We laid Steve to rest on February 5. My mother slipped away the following morning. My mother prepared us in a way that seems fitting. Since August of last year when she took the nasty fall down a flight of steps in her house, we had been caring for her. At 82 with the break not mending, the dementia progressing and the rapidly growing sarcoma, we had a host of problems to deal with as a family. I think we came through with flying colors. Each of us in our own way got to say goodbye.
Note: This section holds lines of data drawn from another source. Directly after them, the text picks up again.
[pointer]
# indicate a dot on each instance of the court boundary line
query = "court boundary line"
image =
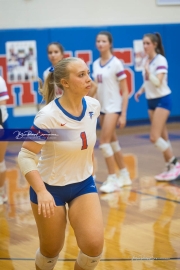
(151, 195)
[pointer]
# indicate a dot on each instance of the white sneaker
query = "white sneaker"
(124, 180)
(94, 177)
(110, 185)
(172, 172)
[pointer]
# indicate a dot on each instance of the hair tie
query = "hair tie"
(51, 69)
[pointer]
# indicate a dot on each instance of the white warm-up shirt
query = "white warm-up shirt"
(58, 91)
(107, 78)
(3, 96)
(157, 65)
(67, 158)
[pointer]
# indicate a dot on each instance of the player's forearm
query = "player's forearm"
(35, 181)
(124, 103)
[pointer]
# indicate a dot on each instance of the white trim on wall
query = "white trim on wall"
(167, 2)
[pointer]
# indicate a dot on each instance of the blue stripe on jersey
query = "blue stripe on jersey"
(43, 134)
(107, 62)
(2, 94)
(77, 118)
(153, 59)
(161, 67)
(120, 73)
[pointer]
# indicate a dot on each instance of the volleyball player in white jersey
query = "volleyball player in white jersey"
(64, 171)
(55, 53)
(108, 73)
(3, 144)
(158, 97)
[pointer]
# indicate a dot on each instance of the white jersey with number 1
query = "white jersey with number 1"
(67, 158)
(107, 78)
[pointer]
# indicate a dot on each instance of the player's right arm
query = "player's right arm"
(27, 163)
(139, 93)
(93, 89)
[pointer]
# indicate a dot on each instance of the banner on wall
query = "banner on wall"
(139, 54)
(21, 58)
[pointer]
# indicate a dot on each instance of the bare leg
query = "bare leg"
(158, 121)
(108, 125)
(3, 147)
(85, 216)
(51, 231)
(118, 155)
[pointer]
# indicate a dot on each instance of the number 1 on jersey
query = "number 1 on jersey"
(84, 140)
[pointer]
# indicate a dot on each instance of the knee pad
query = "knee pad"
(106, 150)
(161, 144)
(115, 146)
(45, 263)
(87, 262)
(2, 166)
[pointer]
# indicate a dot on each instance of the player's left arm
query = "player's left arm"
(93, 89)
(157, 78)
(125, 92)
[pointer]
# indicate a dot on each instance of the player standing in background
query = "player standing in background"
(158, 97)
(64, 171)
(108, 73)
(3, 144)
(55, 53)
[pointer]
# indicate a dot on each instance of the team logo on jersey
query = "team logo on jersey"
(91, 114)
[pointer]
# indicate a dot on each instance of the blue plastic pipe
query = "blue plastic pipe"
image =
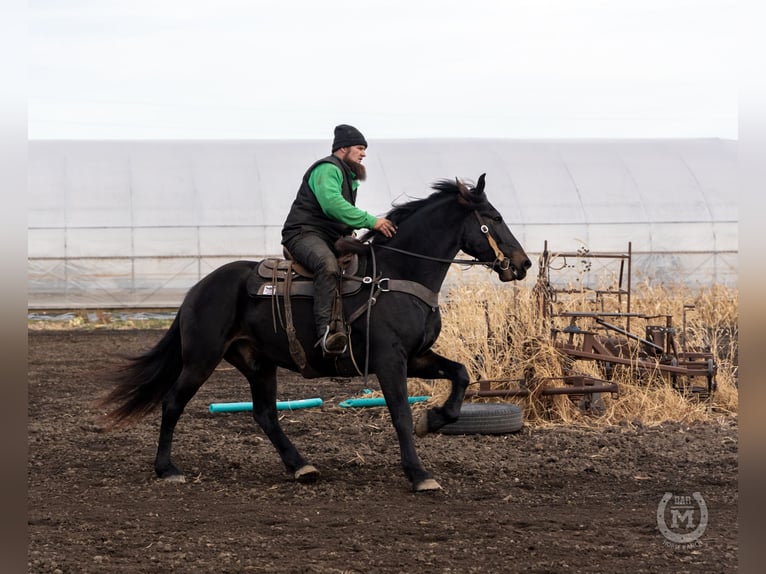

Here is how I summed it up at her service:

February 8, 2010
Inman, GA


I heard our mother say many times throughout her life that she never wanted to be a burden to her children. She had no idea what the last two years of her life would bring. It would have been her definition of “burden”.

But to us, her children, it was a gift to experience our mother’s grace and dignity in the final years. It was a gift to be able to care for her in the many ways that she once cared for us. It was a gift to see siblings pull together, without drama, loving each other more than ever. It was a gift to spend precious hours visiting and laughing with Mama.

I want to say to my brothers who walked beside our mother on the journey of her last days, “Be proud of who you are.” Few families could face what you’ve faced and remained in tact. You made hard decisions, fretted and worried, and got no sleep on the all night shifts. You made a hundred sacrifices so Mama would feel comfort and love. If you have any lingering doubts about the times that felt chaotic or clumsy, let them go. She could not have had better care or been more loved.

Our mother wanted her family to be close. She gave us the greatest opportunity to do just that. At times it was hard. But, as hard as it was, in many ways, I see it as our family’s finest hour.

These finest hours were also greatly enriched by the help of Jeanette, our dear friend and adopted sister who gave us the tools, the guidance and the confidence to get the job done. Thank you Jeanette. And thank you to all of you, our families and friends for your help and your generosity. It allowed us to give back to our mother the love, care, and compassion that she so richly deserved.

Goodbye Mama. You are loved. You are missed.